CS3214 Computer Systems

Project 4 FAQ§

Network Programming FAQ§

Do we need to use the textbook author's RIO package?§

We would like you to use the base code we provide instead, including but not limited to the bufio package we wrote.

Both ours and the RIO package provide an I/O layer on top of sockets that provides two core pieces of functionality: handling short reads and buffering of read data. Handling short reads is a correctness requirement whereas buffering is a performance optimization.

We believe that bufio is superior to RIO because it is (a) designed to be used in a multi-threaded environment where exiting is not option, and (b) because it provides dynamically allocated buffers.

How can I verify that my server responds correctly to HTTP requests?§

Run it under strace. You may wish to set '-s 1024' to be able to examine all data written/read, and possibly use '-e' to restrict to '-e network,read,write' or a similar subset of system calls.
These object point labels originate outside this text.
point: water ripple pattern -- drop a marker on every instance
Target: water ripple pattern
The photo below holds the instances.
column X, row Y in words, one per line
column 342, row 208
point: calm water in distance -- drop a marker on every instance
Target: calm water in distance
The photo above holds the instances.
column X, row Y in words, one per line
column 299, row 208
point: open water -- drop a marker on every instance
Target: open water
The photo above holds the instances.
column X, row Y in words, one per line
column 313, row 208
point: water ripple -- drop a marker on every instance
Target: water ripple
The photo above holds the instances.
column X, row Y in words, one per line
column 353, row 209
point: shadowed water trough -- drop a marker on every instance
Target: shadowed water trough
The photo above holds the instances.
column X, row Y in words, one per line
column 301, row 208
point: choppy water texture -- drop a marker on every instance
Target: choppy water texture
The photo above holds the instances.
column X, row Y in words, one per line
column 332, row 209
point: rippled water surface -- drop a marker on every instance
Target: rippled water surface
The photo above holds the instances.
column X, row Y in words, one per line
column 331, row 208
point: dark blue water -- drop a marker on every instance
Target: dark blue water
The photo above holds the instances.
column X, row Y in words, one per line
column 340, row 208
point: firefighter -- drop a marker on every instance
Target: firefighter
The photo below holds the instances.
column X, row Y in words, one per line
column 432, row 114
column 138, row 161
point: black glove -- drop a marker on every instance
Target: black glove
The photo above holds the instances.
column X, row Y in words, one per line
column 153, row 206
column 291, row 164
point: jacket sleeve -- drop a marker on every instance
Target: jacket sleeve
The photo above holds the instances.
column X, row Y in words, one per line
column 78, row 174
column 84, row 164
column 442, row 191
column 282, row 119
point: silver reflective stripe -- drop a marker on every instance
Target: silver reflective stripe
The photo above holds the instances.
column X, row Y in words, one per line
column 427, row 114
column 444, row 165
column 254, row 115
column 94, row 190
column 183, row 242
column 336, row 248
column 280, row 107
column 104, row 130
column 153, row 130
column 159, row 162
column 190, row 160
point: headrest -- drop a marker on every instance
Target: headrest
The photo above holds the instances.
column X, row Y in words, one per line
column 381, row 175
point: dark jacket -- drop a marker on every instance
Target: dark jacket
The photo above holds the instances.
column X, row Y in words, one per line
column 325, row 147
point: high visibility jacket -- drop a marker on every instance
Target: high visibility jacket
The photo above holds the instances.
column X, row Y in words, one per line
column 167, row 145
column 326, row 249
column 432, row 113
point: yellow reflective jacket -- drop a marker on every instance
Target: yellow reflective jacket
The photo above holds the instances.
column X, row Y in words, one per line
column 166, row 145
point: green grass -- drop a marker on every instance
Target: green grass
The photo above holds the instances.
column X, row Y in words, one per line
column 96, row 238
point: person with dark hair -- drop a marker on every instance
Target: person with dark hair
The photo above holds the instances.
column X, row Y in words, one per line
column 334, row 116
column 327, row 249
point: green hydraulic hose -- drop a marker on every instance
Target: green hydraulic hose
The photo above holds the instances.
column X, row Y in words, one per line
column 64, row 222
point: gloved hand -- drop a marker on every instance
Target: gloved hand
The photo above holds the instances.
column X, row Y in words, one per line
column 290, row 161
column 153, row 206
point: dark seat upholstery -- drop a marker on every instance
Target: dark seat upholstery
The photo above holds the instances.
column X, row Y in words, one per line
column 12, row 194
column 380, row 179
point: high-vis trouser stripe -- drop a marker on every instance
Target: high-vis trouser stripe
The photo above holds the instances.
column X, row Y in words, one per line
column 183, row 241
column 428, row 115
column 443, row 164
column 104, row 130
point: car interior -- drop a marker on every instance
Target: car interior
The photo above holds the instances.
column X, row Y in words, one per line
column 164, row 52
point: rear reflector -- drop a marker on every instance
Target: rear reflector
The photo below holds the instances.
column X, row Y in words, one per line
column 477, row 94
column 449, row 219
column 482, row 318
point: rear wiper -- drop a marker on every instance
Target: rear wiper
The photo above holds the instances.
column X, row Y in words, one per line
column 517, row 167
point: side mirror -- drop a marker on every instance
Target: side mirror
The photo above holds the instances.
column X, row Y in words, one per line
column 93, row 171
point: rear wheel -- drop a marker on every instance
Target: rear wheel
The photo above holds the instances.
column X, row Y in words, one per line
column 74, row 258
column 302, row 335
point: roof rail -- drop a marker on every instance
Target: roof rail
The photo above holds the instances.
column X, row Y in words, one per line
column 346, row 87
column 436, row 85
How can I verify that my server handles persistent connections correctly?§

A simple trick is to use curl -v and specify the same URL twice, as in this theoretical example:

$ curl -v http://cs3214.cs.vt.edu:9011/loadavg http://cs3214.cs.vt.edu:9011/loadavg
* About to connect() to cs3214.cs.vt.edu port 9011
*   Trying 128.173.41.123... connected
* Connected to cs3214.cs.vt.edu (128.173.41.123) port 9011
...
Connection #0 to host cs3214.cs.vt.edu left intact
* Re-using existing connection! (#0) with host cs3214.cs.vt.edu
...
Connection #0 to host cs3214.cs.vt.edu left intact
* Closing connection #0

Look for the lines shown above, particularly "Re-using existing connection"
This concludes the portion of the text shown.